Throughout my health science education (and in much advertising for flu and cold medicine on TV) the immune system is often described as an army with soldiers fighting the ‘enemy’, but in Yunkaporta’s book, he describes a more dynamic framework based on an Australian river system:

“There are many connected species that deal with dead animals in a river system. These are species in the water (innate immunity) and species in the land (adaptive immunity). A kangaroo carcass (pathogen) on the river bank is cleaned up by land species like crows, flies and ants, while parts of the kangaroo that fall into the river are cleaned up by water species like eels and yabbies to prevent pollution (bacterial infection)…”


His description of the ‘inflammatory mediators’ as certain water creatures, feasting on the kangaroo carcass ‘pathogen’ and sending out signals for others to join, emphasises a more effectual and interactive scenario compared to an army of soldiers, generals and invaders.

“The small brown yabbies (dendritic and mast cells) are always crawling about looking for meat. They are the first on the scene, and their excitement on finding the meat signals the blue-claw yabbies (neutrophils) to join the feast. 

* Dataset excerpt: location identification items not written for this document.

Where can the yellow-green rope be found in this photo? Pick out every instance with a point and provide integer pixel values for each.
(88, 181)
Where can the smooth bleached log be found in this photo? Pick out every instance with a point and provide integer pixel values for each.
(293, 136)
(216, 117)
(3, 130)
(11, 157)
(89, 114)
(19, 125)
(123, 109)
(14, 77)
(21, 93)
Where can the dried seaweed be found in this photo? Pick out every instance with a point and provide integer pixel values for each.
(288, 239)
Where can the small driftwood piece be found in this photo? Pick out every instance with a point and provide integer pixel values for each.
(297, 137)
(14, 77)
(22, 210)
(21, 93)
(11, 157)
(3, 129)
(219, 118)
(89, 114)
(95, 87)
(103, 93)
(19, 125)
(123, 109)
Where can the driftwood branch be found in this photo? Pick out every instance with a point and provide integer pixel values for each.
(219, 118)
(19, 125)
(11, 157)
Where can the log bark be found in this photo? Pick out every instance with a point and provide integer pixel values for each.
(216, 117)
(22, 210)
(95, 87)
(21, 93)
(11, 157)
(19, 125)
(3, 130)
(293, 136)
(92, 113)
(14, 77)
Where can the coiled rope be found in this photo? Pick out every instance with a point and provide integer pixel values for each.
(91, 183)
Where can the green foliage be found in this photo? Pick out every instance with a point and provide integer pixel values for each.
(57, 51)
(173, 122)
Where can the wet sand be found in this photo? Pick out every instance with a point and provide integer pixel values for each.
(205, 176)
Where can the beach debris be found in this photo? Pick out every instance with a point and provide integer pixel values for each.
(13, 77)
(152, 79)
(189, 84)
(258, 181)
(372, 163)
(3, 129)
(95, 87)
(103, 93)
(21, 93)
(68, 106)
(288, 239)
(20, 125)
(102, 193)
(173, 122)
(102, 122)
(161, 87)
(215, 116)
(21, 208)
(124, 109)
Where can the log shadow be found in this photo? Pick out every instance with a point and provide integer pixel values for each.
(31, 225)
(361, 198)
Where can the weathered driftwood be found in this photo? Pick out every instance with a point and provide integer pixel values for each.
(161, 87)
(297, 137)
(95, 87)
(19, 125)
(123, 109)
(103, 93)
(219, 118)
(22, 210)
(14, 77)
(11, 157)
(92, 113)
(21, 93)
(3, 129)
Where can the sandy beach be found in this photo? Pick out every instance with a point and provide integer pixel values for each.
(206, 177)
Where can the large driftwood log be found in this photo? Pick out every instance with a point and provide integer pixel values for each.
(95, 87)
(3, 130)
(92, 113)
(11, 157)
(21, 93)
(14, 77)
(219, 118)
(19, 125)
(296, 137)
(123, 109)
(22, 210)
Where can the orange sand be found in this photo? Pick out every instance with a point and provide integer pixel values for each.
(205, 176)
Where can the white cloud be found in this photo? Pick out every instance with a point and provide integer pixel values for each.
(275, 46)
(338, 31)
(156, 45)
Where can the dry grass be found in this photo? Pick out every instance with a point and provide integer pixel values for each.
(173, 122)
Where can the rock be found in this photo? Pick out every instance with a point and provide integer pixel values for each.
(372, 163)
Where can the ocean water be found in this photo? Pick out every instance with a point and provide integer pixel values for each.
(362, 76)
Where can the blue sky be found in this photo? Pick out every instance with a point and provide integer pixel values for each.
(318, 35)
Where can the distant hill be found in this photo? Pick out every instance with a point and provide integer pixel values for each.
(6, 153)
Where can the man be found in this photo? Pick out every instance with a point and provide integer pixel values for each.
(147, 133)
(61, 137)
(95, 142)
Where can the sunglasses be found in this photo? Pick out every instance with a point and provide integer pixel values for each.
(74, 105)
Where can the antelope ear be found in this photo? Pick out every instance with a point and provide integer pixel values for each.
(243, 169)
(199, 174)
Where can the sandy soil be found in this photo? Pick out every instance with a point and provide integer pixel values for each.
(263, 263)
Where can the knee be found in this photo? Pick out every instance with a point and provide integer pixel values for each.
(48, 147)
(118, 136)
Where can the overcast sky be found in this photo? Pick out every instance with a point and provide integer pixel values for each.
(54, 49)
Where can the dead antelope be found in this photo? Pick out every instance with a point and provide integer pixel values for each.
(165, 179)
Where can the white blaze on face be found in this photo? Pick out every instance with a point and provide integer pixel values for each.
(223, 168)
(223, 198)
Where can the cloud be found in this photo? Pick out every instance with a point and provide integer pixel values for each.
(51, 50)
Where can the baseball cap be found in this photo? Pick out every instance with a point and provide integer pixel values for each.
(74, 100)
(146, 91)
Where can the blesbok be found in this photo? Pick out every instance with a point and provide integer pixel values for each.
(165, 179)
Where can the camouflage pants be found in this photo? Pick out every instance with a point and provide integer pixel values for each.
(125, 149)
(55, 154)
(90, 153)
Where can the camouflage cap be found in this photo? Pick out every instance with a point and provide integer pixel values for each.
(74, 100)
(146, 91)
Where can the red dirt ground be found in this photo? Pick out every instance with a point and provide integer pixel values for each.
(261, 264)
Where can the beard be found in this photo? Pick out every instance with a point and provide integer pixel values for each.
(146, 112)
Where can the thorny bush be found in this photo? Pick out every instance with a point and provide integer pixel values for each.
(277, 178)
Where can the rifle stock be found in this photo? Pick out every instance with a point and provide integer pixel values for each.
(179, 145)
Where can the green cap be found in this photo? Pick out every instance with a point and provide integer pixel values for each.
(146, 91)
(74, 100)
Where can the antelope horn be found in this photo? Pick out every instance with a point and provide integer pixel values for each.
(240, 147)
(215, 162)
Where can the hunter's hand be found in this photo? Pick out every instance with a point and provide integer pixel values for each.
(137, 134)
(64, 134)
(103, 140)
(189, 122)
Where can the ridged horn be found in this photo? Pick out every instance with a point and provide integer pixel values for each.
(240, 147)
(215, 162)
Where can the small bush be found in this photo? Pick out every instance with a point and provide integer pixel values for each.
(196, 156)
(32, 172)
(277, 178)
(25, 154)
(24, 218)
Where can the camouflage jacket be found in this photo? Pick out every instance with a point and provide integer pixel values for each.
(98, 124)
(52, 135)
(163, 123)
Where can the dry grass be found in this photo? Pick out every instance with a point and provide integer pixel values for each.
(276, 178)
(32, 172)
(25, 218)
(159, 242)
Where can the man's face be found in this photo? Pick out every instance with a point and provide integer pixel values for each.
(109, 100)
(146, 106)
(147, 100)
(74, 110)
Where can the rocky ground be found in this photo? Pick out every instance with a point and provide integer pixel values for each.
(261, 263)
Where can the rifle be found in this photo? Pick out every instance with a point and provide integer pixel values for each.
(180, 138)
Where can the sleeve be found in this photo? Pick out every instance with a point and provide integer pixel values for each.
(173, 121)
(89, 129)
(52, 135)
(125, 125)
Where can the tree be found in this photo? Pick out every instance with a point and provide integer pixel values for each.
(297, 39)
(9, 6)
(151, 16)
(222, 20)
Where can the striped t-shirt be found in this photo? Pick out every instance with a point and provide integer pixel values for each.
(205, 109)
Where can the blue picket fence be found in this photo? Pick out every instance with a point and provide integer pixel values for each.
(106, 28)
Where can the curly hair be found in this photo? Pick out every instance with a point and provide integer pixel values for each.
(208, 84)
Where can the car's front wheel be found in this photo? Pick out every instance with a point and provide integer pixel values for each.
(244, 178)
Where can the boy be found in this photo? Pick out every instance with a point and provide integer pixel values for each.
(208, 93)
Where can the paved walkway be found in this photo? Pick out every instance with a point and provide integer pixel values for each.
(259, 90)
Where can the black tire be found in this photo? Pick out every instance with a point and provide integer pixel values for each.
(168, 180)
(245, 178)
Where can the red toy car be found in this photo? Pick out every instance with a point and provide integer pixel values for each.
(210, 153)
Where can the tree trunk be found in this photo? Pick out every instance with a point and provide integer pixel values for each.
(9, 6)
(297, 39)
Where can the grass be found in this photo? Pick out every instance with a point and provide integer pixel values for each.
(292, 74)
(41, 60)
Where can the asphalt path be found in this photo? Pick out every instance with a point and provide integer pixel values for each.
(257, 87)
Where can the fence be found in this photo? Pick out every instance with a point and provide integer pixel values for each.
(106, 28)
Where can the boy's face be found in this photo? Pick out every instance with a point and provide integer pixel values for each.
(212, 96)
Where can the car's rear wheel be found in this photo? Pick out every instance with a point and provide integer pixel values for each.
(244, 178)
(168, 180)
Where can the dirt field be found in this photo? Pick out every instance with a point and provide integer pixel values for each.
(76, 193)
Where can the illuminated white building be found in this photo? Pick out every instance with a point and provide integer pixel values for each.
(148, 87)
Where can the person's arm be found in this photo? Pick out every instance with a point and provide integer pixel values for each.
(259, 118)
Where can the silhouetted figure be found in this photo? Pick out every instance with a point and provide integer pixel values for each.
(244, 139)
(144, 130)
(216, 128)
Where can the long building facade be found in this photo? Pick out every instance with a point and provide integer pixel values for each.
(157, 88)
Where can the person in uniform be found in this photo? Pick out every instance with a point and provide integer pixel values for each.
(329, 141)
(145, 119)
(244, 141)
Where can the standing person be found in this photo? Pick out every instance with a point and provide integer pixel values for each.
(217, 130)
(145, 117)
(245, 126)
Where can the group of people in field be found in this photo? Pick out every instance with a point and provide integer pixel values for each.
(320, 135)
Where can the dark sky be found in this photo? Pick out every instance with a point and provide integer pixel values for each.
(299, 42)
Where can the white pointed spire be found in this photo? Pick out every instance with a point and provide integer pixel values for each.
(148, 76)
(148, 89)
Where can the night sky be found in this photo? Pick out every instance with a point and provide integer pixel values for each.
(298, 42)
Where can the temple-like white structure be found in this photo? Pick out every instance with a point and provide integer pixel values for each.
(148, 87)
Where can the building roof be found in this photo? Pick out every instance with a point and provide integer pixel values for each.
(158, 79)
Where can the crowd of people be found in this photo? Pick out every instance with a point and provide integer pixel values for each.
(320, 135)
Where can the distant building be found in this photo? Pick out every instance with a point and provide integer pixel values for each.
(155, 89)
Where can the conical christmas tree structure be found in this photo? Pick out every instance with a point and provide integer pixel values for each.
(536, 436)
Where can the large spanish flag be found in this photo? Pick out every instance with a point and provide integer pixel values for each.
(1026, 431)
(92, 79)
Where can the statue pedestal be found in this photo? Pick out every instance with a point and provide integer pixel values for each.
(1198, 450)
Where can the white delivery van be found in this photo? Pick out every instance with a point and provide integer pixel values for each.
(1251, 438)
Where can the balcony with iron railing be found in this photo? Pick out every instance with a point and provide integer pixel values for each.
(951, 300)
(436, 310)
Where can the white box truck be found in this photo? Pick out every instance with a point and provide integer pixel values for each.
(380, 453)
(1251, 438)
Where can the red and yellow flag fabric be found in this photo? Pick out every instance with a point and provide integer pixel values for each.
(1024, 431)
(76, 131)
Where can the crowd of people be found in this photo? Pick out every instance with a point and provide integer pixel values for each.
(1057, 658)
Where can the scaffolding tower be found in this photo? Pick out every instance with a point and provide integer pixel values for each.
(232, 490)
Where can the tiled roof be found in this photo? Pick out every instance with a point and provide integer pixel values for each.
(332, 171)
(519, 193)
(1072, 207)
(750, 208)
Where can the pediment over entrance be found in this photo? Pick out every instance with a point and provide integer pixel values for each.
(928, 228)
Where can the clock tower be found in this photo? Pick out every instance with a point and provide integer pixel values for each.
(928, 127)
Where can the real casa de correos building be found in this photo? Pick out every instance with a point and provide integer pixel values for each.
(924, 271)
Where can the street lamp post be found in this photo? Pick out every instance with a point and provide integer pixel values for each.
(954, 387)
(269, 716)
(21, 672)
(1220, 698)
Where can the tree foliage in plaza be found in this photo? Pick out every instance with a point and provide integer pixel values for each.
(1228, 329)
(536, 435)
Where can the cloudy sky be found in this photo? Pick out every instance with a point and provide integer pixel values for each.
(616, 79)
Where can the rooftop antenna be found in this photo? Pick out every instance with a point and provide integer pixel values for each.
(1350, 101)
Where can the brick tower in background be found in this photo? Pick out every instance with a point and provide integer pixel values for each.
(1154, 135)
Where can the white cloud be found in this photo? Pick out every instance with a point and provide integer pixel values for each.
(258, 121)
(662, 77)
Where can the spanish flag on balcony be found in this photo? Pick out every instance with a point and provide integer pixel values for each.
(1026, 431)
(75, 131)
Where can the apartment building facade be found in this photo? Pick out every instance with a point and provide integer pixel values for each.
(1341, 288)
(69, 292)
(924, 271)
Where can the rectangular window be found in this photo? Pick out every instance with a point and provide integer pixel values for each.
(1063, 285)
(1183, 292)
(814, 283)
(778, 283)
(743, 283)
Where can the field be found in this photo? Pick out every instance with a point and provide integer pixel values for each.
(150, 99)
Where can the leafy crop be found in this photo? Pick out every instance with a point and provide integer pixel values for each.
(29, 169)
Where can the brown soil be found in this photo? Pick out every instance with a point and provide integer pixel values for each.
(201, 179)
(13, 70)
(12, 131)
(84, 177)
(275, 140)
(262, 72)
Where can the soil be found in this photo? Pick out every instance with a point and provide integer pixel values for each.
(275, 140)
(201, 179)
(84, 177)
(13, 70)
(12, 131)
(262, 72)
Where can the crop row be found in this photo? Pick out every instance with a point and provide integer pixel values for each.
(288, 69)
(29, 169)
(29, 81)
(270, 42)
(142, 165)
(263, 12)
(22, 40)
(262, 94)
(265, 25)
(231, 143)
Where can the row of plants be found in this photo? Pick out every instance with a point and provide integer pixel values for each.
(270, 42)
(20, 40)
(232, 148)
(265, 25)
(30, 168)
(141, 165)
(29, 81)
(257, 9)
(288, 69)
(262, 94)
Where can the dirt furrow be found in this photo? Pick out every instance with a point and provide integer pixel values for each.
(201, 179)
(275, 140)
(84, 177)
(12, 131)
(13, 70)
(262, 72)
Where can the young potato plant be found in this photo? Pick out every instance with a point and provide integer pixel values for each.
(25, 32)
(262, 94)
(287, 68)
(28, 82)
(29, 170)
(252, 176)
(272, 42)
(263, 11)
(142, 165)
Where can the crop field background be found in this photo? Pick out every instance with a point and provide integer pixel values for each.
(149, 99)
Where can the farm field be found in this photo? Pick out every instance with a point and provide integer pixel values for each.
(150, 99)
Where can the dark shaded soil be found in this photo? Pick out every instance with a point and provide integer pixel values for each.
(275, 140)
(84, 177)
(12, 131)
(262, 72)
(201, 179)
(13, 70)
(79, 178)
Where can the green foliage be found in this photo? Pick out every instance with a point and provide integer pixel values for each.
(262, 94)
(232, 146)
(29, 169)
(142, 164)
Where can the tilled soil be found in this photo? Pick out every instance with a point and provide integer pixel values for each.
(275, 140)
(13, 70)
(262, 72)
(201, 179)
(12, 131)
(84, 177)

They need help breaking down the larger parts. A signal is given by the flowering silly oak tree… for the eels to feast and get fat. So, the eels (macrophages/ eosinophils) arrive on the scene then and help clear the rotting meat (infection) from the river”


This Indigenous way of thinking extends to the adaptive immune system, comprised of ant species as the specialised cells,

“On the riverbank, the highly adaptive ants (antigen-presenting cells) have been busy too.

Foraging ants (helper T-cells) send out scent signals that let other ants and species of carrion eaters know there is a dead animal on the bank.

The queen ants (regulatory T-cells) moderate adaptive responses with the ant nests, also with scent signals, responding to dangers like rising water levels (compromised immune system) or opportunities like the right air temperature, to begin mating and to form new nests to feed on different dead animals along the river (diverse pathogens) in the dry season when more animals are dying there….”


And even manages to weave in metaphor of our acquired immunity, with memory cells as the ant eggs helping to fight the second occurrence of pathogens,

“The ants also mate with flying female ants who lay eggs (memory cells) for a new generation of ants who all carry the same knowledge of how to keep the river system healthy by dealing with future carcasses (the pathogens you are now immune to).”


Yunkaporta goes on to say how understanding biological networks appropriately means finding a way to personally belong to that system.
I was reminded that the reductionist method of test-tube (in-vitro) scientific studies tend to over-simplify and miss the dynamic framework of individual health and our unique body systems.

Just as nature is constantly evolving and advancing to adapt as needed, our lens of health should require that we explore the interrelated variables of each human we are working with in an ever changing environment– I believe this is what treating holistically really means.